Samuel Cook (1806 - 1859) was an English watercolour artist.
He was born in at Camelford in Cornwall. At the age of nine he was apprenticed to a firm of woollen manufacturers in the town, where during the intervals of his duties he would amuse himself with making drawings in chalk on the floor of the factory, to the annoyance of his employers, one of whom declared that "he would never be fit for anything but a limner". On the expiry of his apprenticeship he went to Plymouth, where he set up as a painter and glazier. Every hour he could snatch from business, however, was devoted to sketching from nature. In 1830 he became a member of the New Society of Painters in Water Colours (now the Royal Institute of Painters in Water Colours), to whose annual exhibition he became a regular contributor, chiefly of coastal scenes, until his death 1859.[1]

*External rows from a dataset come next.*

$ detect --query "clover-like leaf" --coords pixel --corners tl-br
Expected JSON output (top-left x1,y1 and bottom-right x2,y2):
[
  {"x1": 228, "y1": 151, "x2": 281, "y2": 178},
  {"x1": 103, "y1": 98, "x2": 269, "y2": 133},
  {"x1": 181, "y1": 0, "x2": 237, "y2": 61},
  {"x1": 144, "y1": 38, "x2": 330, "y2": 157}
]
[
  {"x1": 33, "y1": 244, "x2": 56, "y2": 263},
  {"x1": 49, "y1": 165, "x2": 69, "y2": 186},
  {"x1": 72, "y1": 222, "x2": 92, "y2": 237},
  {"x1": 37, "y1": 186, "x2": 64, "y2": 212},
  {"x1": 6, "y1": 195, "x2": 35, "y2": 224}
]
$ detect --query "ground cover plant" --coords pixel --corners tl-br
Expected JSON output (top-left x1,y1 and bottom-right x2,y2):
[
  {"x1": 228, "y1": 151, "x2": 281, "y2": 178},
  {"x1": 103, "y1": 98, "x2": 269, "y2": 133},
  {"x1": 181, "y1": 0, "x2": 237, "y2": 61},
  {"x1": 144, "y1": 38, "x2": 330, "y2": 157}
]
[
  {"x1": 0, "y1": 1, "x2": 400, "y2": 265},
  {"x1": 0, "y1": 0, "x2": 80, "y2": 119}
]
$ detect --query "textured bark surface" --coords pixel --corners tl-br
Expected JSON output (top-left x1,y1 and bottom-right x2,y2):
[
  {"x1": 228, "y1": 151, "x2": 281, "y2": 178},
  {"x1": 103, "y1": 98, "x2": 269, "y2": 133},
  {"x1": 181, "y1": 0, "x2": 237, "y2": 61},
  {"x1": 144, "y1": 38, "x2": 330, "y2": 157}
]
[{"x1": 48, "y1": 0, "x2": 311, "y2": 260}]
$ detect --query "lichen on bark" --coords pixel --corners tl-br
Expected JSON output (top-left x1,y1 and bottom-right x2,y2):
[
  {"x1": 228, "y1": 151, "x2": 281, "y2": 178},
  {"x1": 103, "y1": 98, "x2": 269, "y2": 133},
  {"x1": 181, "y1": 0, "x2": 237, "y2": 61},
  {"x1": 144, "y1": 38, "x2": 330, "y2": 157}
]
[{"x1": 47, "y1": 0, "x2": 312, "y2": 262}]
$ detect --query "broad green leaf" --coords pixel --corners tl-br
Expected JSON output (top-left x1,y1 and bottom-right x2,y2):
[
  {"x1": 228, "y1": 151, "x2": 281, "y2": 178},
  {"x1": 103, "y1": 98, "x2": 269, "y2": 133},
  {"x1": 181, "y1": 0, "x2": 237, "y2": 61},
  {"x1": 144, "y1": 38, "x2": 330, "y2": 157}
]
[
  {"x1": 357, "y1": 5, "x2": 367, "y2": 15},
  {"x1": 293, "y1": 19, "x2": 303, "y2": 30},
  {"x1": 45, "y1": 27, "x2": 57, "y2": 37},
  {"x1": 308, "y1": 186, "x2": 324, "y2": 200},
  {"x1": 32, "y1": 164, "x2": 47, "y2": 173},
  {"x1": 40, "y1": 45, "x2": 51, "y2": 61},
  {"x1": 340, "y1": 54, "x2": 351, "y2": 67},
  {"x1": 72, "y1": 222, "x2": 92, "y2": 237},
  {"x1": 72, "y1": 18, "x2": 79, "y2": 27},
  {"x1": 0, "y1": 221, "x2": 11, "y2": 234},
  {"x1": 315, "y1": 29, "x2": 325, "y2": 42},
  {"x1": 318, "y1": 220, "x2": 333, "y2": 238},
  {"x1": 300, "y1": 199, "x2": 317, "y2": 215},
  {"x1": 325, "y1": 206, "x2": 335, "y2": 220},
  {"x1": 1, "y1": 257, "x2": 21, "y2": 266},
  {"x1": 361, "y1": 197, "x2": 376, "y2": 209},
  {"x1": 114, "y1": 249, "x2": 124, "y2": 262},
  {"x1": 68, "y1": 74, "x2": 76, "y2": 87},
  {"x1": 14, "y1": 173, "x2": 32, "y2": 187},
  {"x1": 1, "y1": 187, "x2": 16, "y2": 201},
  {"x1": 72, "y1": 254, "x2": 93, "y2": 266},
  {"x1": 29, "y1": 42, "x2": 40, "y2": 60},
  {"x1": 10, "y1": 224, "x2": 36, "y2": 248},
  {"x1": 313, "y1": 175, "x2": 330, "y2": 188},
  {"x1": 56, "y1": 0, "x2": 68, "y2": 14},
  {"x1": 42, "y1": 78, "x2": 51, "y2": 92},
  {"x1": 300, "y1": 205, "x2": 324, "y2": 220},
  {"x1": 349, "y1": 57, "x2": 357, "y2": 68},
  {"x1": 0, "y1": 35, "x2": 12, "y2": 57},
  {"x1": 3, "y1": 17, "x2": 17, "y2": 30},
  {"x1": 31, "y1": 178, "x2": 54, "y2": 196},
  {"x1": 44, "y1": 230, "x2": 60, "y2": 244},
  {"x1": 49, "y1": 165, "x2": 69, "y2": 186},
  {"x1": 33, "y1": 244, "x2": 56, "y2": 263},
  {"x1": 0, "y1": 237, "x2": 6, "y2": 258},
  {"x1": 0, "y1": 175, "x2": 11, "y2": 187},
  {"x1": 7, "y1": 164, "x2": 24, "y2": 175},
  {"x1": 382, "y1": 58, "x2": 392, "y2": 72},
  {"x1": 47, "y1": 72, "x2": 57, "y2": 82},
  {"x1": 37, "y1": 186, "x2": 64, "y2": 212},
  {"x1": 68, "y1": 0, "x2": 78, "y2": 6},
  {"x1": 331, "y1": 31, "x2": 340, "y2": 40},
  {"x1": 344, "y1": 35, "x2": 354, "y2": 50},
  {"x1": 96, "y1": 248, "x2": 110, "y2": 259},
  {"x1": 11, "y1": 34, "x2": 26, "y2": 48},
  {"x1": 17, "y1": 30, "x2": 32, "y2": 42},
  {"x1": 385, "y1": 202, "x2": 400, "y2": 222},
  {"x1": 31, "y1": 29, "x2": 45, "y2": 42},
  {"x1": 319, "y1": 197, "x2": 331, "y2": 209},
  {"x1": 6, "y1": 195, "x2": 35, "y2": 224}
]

An obituary in The Art Journal said of him:
Always weak as a colourist, and especially so when his pictures hung in juxtaposition with some of the deeptoned works of his contemporaries...
there was yet in them such quiet, simple truth, and so much real artistic feeling united with skilful manipulation, that it was impossible to study them and not be convinced they were the productions of one possessing refined taste, poetical conception, knowledge of natural effects, and sound judgment in the management of subject matter.[2]
A view of Stonehouse, Plymouth by him is in the Victoria and Albert Museum in London.